The Scripps Research Institute in Florida, US, which published a study in biology journal Cell last week, told us that its recently-discovered compounds were at least as potent as morphine, and less likely to induce respiratory suppression in mouse models.
The researchers tweaked the chemical structures of the potential molecules to vary the ‘bias’ between the two pathways, which the Institute’s Laura Bohn described as G protein signalling and beta-arrestin recruitment.
“Biased agonism refers to the ability of a drug to refine receptor signalling toward or away from engaging with signalling pathways,” she told us.
“In this study, the biased agonists were made to stimulate mu opioid receptor signalling through a pathway associated with pain relief and away from a pathway associated with respiratory suppression.”
Out of approximately 500 compounds developed, the researchers found more than 60 that showed bias between signalling assays, and then selected six that represented a wide range in the degree of bias, to determine their overall potency for inducing pain-relief and respiratory suppression.
The ‘bias’ spectrum
Bohn said separating the receptor’s ability to engage in the two pathways enables desired drug effects to disconnect from side effects.

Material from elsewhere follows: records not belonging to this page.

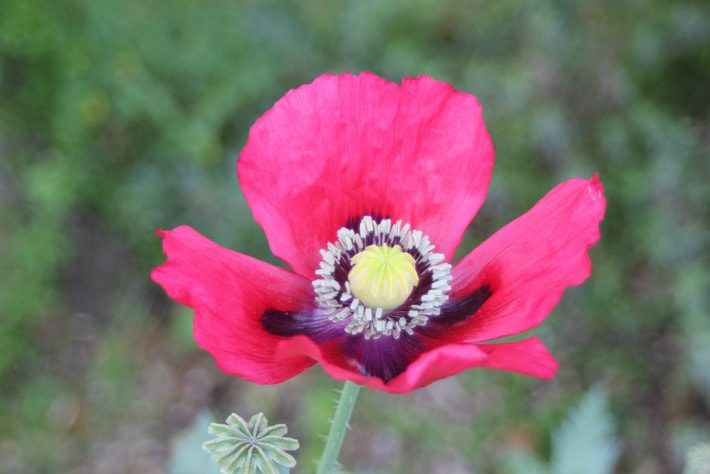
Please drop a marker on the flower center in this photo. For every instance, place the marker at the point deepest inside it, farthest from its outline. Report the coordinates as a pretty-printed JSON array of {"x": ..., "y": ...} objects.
[
  {"x": 381, "y": 279},
  {"x": 383, "y": 276}
]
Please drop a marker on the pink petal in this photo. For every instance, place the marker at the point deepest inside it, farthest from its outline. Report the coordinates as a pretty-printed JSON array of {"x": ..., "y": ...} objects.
[
  {"x": 229, "y": 292},
  {"x": 530, "y": 262},
  {"x": 347, "y": 146},
  {"x": 529, "y": 357}
]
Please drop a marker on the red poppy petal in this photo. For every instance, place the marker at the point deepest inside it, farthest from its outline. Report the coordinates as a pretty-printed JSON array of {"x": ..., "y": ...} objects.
[
  {"x": 229, "y": 292},
  {"x": 531, "y": 261},
  {"x": 529, "y": 357},
  {"x": 347, "y": 146}
]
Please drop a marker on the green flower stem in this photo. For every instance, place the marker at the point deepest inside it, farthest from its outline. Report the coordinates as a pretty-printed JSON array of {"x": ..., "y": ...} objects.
[{"x": 338, "y": 427}]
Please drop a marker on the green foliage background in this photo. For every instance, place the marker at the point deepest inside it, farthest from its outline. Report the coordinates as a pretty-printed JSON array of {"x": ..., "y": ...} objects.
[{"x": 119, "y": 117}]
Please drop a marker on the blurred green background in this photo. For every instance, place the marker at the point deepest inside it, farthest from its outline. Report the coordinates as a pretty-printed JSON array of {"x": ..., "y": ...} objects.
[{"x": 121, "y": 116}]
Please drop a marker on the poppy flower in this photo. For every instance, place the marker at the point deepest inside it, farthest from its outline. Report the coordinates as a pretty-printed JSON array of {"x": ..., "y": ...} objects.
[{"x": 364, "y": 188}]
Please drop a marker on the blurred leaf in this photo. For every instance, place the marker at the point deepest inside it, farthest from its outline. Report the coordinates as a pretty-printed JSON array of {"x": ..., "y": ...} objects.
[
  {"x": 521, "y": 461},
  {"x": 586, "y": 442},
  {"x": 187, "y": 455},
  {"x": 698, "y": 460}
]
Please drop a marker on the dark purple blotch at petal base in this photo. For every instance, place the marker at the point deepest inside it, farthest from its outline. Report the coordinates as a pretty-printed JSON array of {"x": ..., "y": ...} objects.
[{"x": 384, "y": 357}]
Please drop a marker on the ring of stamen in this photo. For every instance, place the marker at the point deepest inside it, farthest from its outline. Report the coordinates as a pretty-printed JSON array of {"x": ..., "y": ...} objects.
[{"x": 364, "y": 315}]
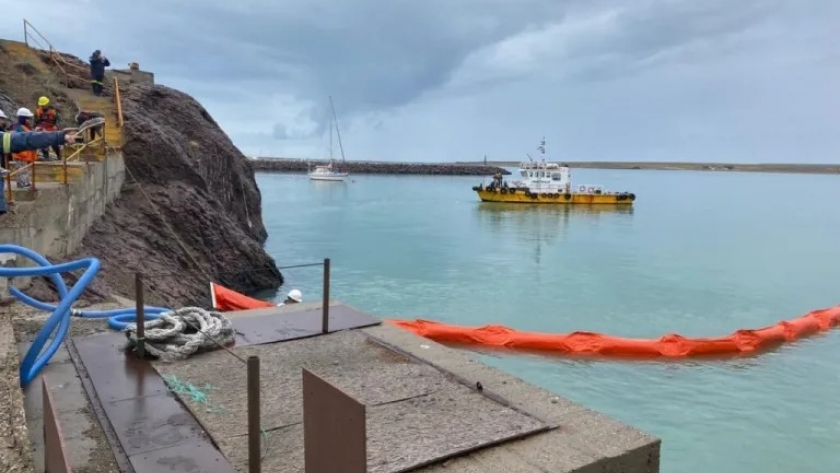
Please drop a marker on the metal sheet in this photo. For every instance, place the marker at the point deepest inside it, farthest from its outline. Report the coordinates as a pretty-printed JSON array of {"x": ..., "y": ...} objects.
[
  {"x": 285, "y": 326},
  {"x": 334, "y": 430},
  {"x": 147, "y": 423},
  {"x": 148, "y": 427},
  {"x": 190, "y": 457},
  {"x": 55, "y": 454}
]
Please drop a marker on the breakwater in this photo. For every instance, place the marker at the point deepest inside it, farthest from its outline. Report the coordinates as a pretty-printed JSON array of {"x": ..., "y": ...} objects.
[
  {"x": 378, "y": 167},
  {"x": 686, "y": 166}
]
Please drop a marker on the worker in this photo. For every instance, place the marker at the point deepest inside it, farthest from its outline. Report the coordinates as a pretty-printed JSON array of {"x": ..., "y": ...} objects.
[
  {"x": 98, "y": 63},
  {"x": 22, "y": 159},
  {"x": 294, "y": 297},
  {"x": 47, "y": 119},
  {"x": 11, "y": 142},
  {"x": 84, "y": 116}
]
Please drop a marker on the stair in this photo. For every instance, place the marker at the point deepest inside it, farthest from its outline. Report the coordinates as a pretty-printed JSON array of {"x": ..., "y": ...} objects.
[{"x": 105, "y": 106}]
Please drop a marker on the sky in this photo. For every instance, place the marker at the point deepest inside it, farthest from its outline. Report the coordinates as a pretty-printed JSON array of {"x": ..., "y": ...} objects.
[{"x": 448, "y": 80}]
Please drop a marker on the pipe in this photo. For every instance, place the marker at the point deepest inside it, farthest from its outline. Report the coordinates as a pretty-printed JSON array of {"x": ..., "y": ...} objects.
[{"x": 59, "y": 320}]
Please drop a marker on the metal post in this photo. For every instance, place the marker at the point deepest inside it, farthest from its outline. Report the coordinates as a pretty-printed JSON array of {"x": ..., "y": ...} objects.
[
  {"x": 254, "y": 414},
  {"x": 141, "y": 316},
  {"x": 325, "y": 310}
]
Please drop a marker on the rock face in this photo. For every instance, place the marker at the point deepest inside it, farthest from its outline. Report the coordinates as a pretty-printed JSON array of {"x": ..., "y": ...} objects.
[
  {"x": 361, "y": 167},
  {"x": 190, "y": 211}
]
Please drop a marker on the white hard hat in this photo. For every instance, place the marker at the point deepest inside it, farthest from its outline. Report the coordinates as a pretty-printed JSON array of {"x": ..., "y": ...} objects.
[{"x": 295, "y": 295}]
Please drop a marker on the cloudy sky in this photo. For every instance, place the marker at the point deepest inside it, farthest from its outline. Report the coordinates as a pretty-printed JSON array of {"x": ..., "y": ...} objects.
[{"x": 445, "y": 80}]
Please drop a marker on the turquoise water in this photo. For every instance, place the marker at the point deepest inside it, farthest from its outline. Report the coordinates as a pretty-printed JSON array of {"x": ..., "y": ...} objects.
[{"x": 701, "y": 254}]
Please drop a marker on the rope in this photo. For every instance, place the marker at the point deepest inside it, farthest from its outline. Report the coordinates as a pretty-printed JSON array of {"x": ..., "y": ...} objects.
[{"x": 183, "y": 332}]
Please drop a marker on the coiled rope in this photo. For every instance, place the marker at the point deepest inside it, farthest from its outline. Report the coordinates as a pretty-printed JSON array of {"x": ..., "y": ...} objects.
[{"x": 178, "y": 334}]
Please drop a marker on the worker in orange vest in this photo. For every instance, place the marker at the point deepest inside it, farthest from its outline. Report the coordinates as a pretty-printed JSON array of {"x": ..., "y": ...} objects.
[
  {"x": 46, "y": 119},
  {"x": 23, "y": 158},
  {"x": 12, "y": 143}
]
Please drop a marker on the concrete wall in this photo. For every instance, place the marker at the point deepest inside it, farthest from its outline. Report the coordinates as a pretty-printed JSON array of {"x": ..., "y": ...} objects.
[{"x": 55, "y": 222}]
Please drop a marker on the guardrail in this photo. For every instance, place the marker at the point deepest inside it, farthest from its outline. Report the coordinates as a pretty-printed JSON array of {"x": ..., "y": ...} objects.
[{"x": 36, "y": 40}]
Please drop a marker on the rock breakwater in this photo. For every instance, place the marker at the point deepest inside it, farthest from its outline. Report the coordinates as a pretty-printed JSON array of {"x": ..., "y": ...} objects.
[{"x": 374, "y": 167}]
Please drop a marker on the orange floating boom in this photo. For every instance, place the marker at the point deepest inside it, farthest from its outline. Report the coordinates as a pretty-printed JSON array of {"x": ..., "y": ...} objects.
[
  {"x": 742, "y": 342},
  {"x": 589, "y": 343}
]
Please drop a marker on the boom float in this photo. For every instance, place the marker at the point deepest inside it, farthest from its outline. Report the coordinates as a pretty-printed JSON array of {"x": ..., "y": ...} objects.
[
  {"x": 672, "y": 345},
  {"x": 589, "y": 343},
  {"x": 118, "y": 319}
]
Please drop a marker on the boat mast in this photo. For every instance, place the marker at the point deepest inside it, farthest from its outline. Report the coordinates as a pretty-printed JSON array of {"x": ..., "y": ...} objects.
[
  {"x": 331, "y": 125},
  {"x": 337, "y": 131}
]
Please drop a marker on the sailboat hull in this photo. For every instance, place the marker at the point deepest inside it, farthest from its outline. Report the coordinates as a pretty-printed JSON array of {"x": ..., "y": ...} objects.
[{"x": 328, "y": 177}]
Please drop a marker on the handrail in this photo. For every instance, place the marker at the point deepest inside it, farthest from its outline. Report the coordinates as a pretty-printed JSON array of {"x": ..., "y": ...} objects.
[
  {"x": 118, "y": 100},
  {"x": 53, "y": 53},
  {"x": 77, "y": 153}
]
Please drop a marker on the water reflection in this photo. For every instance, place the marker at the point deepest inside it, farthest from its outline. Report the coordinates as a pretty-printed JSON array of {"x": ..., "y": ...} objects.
[{"x": 540, "y": 223}]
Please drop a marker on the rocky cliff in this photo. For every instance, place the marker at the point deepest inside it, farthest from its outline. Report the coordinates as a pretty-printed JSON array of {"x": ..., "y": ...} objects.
[{"x": 190, "y": 211}]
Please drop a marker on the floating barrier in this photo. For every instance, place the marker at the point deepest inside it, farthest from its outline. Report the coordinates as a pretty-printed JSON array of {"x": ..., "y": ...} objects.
[
  {"x": 741, "y": 342},
  {"x": 589, "y": 343}
]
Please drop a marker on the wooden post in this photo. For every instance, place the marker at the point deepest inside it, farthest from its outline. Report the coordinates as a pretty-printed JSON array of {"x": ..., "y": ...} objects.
[
  {"x": 254, "y": 429},
  {"x": 325, "y": 310},
  {"x": 141, "y": 316}
]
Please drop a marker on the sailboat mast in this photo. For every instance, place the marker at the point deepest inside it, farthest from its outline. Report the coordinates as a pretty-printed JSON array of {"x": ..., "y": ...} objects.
[{"x": 337, "y": 131}]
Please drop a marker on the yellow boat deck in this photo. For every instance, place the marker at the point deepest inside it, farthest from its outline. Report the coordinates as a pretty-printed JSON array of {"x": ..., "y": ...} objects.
[{"x": 522, "y": 196}]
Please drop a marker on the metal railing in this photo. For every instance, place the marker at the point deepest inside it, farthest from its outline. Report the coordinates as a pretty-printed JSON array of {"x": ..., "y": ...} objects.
[{"x": 36, "y": 40}]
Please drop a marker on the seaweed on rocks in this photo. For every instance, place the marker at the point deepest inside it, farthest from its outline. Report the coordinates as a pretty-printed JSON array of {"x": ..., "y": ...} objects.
[{"x": 190, "y": 209}]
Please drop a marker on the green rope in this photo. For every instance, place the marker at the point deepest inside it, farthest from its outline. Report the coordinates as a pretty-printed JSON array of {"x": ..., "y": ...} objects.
[{"x": 194, "y": 393}]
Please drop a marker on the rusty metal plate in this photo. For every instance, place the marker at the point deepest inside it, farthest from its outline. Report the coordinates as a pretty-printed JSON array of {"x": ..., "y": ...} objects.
[
  {"x": 334, "y": 430},
  {"x": 55, "y": 451},
  {"x": 152, "y": 431},
  {"x": 285, "y": 326},
  {"x": 190, "y": 457},
  {"x": 101, "y": 348},
  {"x": 134, "y": 378},
  {"x": 149, "y": 423}
]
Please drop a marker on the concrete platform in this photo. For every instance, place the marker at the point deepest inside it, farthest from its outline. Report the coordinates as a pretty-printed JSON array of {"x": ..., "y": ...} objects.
[{"x": 437, "y": 386}]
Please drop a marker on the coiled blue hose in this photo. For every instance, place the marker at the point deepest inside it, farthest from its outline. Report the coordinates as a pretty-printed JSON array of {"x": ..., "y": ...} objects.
[{"x": 118, "y": 319}]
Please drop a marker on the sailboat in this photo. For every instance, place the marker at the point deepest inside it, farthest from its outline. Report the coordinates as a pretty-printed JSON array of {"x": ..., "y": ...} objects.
[{"x": 330, "y": 172}]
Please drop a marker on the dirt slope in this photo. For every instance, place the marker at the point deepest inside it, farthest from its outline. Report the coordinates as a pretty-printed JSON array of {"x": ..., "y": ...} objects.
[{"x": 190, "y": 210}]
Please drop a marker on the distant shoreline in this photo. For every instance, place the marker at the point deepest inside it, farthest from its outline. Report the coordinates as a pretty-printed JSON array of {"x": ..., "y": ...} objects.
[
  {"x": 479, "y": 168},
  {"x": 682, "y": 166},
  {"x": 286, "y": 165}
]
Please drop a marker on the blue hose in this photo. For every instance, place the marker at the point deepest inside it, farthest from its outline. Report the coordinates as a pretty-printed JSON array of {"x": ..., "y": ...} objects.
[{"x": 118, "y": 319}]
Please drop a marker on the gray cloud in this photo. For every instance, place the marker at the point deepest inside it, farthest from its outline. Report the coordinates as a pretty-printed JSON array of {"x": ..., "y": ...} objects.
[{"x": 452, "y": 69}]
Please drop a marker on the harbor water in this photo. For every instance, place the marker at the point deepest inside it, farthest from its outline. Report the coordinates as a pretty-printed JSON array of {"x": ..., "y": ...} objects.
[{"x": 700, "y": 254}]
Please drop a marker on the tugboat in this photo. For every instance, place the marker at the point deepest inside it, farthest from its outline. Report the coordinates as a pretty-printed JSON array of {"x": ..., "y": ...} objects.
[{"x": 548, "y": 183}]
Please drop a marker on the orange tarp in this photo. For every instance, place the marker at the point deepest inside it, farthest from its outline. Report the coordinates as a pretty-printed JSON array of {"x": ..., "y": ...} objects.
[
  {"x": 225, "y": 299},
  {"x": 590, "y": 343}
]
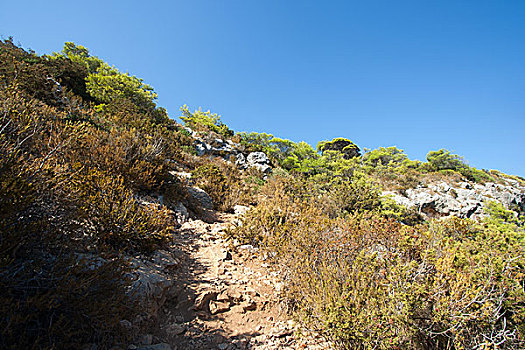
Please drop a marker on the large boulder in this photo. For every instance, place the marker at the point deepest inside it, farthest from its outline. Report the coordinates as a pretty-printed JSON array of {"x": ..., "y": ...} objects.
[{"x": 464, "y": 200}]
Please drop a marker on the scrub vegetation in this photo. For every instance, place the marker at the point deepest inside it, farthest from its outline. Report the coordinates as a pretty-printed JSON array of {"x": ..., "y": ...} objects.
[{"x": 82, "y": 142}]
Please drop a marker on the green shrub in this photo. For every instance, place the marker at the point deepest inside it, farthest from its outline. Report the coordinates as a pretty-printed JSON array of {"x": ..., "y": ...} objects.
[
  {"x": 368, "y": 282},
  {"x": 205, "y": 121},
  {"x": 345, "y": 146}
]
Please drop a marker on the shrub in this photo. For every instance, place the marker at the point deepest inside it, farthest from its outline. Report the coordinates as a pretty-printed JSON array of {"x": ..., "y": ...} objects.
[
  {"x": 369, "y": 282},
  {"x": 345, "y": 146},
  {"x": 205, "y": 121}
]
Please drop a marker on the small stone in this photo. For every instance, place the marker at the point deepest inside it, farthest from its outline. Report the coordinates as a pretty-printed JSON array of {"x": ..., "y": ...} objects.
[
  {"x": 226, "y": 256},
  {"x": 126, "y": 324},
  {"x": 249, "y": 305},
  {"x": 176, "y": 329},
  {"x": 217, "y": 307},
  {"x": 160, "y": 346},
  {"x": 251, "y": 292},
  {"x": 146, "y": 339},
  {"x": 204, "y": 298}
]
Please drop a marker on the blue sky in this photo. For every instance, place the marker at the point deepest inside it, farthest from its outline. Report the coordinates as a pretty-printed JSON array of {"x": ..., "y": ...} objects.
[{"x": 421, "y": 75}]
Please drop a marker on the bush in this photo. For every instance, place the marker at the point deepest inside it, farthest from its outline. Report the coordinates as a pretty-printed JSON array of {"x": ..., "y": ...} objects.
[
  {"x": 205, "y": 121},
  {"x": 369, "y": 282}
]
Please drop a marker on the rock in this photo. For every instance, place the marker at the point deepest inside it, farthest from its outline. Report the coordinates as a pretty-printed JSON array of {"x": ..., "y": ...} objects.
[
  {"x": 201, "y": 197},
  {"x": 204, "y": 298},
  {"x": 160, "y": 346},
  {"x": 240, "y": 209},
  {"x": 176, "y": 329},
  {"x": 165, "y": 260},
  {"x": 181, "y": 212},
  {"x": 251, "y": 292},
  {"x": 225, "y": 256},
  {"x": 464, "y": 200},
  {"x": 260, "y": 161},
  {"x": 246, "y": 247},
  {"x": 217, "y": 307},
  {"x": 126, "y": 324},
  {"x": 249, "y": 305},
  {"x": 146, "y": 339},
  {"x": 150, "y": 286}
]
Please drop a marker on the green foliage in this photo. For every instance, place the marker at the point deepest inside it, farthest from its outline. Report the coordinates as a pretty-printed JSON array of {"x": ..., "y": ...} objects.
[
  {"x": 391, "y": 157},
  {"x": 345, "y": 146},
  {"x": 115, "y": 216},
  {"x": 225, "y": 184},
  {"x": 368, "y": 282},
  {"x": 443, "y": 159},
  {"x": 205, "y": 121},
  {"x": 70, "y": 178}
]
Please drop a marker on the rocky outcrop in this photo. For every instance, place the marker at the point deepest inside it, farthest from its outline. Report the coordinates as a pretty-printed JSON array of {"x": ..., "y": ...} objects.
[
  {"x": 201, "y": 197},
  {"x": 152, "y": 283},
  {"x": 257, "y": 160},
  {"x": 464, "y": 200},
  {"x": 212, "y": 146}
]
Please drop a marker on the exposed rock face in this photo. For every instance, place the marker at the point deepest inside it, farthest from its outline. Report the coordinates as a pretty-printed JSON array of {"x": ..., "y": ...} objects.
[
  {"x": 152, "y": 282},
  {"x": 214, "y": 146},
  {"x": 201, "y": 197},
  {"x": 258, "y": 160},
  {"x": 465, "y": 200}
]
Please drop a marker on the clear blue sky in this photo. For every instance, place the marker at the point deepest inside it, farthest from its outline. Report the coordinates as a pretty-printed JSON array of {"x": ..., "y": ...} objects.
[{"x": 421, "y": 75}]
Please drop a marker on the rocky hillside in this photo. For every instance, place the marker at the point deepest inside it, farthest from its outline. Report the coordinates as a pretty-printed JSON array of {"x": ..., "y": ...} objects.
[{"x": 122, "y": 229}]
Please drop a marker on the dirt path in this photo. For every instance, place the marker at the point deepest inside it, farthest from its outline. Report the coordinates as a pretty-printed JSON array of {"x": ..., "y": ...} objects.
[{"x": 227, "y": 299}]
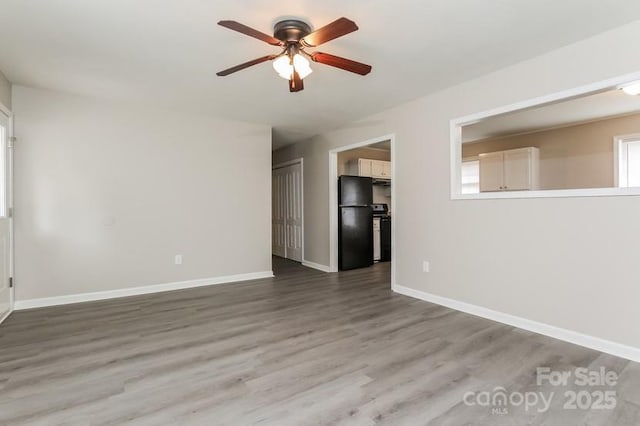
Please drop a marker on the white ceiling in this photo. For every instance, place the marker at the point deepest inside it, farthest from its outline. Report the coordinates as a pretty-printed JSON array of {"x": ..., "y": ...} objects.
[
  {"x": 166, "y": 52},
  {"x": 597, "y": 106}
]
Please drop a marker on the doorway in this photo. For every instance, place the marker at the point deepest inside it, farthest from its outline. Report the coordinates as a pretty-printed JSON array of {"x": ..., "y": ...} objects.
[
  {"x": 346, "y": 160},
  {"x": 287, "y": 216},
  {"x": 6, "y": 261}
]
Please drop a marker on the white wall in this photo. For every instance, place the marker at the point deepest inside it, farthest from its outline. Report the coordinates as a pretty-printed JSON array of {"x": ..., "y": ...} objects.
[
  {"x": 5, "y": 91},
  {"x": 106, "y": 195},
  {"x": 571, "y": 263}
]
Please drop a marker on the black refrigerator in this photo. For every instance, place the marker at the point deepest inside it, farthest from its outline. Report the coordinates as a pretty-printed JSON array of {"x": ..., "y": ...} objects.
[{"x": 355, "y": 222}]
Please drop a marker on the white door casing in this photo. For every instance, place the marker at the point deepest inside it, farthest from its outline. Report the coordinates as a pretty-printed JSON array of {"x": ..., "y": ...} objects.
[
  {"x": 287, "y": 214},
  {"x": 6, "y": 292}
]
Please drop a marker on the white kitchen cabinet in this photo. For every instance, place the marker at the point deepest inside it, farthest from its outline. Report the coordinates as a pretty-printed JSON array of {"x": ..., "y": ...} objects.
[
  {"x": 370, "y": 168},
  {"x": 510, "y": 170}
]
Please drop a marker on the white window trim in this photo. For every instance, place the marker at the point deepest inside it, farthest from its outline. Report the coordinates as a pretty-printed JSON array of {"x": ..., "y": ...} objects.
[
  {"x": 618, "y": 154},
  {"x": 456, "y": 145}
]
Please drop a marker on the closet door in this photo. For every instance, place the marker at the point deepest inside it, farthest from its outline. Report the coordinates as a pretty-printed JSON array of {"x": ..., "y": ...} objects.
[
  {"x": 287, "y": 216},
  {"x": 278, "y": 206},
  {"x": 293, "y": 218}
]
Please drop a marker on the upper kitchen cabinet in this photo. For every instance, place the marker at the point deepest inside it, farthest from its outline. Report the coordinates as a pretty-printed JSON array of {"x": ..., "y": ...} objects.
[
  {"x": 510, "y": 170},
  {"x": 371, "y": 168}
]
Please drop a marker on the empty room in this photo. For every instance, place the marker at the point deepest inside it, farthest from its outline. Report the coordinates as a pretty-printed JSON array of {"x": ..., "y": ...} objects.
[{"x": 302, "y": 213}]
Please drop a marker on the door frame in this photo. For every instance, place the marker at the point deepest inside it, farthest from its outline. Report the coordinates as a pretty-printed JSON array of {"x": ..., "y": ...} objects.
[
  {"x": 300, "y": 161},
  {"x": 9, "y": 194},
  {"x": 333, "y": 200}
]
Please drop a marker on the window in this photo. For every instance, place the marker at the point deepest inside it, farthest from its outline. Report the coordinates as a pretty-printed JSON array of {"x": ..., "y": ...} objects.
[
  {"x": 628, "y": 170},
  {"x": 470, "y": 178}
]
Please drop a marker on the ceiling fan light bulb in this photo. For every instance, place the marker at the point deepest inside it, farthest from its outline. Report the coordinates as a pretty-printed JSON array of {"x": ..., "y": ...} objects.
[
  {"x": 632, "y": 89},
  {"x": 302, "y": 65},
  {"x": 283, "y": 67}
]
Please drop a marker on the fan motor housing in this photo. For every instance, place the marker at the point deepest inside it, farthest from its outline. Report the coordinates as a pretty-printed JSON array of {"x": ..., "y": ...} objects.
[{"x": 291, "y": 30}]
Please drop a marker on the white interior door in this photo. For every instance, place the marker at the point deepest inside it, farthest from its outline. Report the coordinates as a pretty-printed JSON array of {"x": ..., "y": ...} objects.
[
  {"x": 278, "y": 245},
  {"x": 6, "y": 292},
  {"x": 287, "y": 216}
]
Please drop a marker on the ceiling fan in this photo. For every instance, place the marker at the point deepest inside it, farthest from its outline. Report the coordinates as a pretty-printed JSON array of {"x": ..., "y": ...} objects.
[{"x": 294, "y": 36}]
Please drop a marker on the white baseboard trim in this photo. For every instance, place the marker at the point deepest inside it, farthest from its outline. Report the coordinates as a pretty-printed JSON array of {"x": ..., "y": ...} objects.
[
  {"x": 135, "y": 291},
  {"x": 591, "y": 342},
  {"x": 313, "y": 265}
]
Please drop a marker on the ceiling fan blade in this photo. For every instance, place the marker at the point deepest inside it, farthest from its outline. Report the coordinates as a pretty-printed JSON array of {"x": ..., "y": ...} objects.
[
  {"x": 295, "y": 83},
  {"x": 246, "y": 65},
  {"x": 336, "y": 29},
  {"x": 342, "y": 63},
  {"x": 241, "y": 28}
]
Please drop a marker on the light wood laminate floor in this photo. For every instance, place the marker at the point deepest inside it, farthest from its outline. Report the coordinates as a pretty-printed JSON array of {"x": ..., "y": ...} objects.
[{"x": 302, "y": 348}]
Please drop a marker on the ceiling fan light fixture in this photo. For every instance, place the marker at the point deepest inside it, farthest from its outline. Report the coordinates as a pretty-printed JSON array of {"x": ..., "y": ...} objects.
[
  {"x": 632, "y": 89},
  {"x": 283, "y": 66}
]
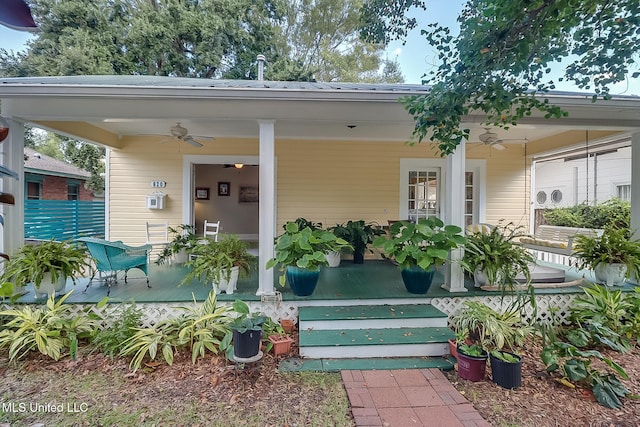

“One of the questions we had was how good we can get at separating out the pathways, and how much separation do we need to see analgesia without respiratory suppression,” she said in a statement.
“I think what we have done here is shown that bias isn’t all or none – that there is a spectrum,” she added.
The Institute is still in the fundraising stage, which Bohn hopes will progress the study into clinical trials.
Bohn did not disclose if the Institute is looking to license out the technology.
"We are considering options," she told us.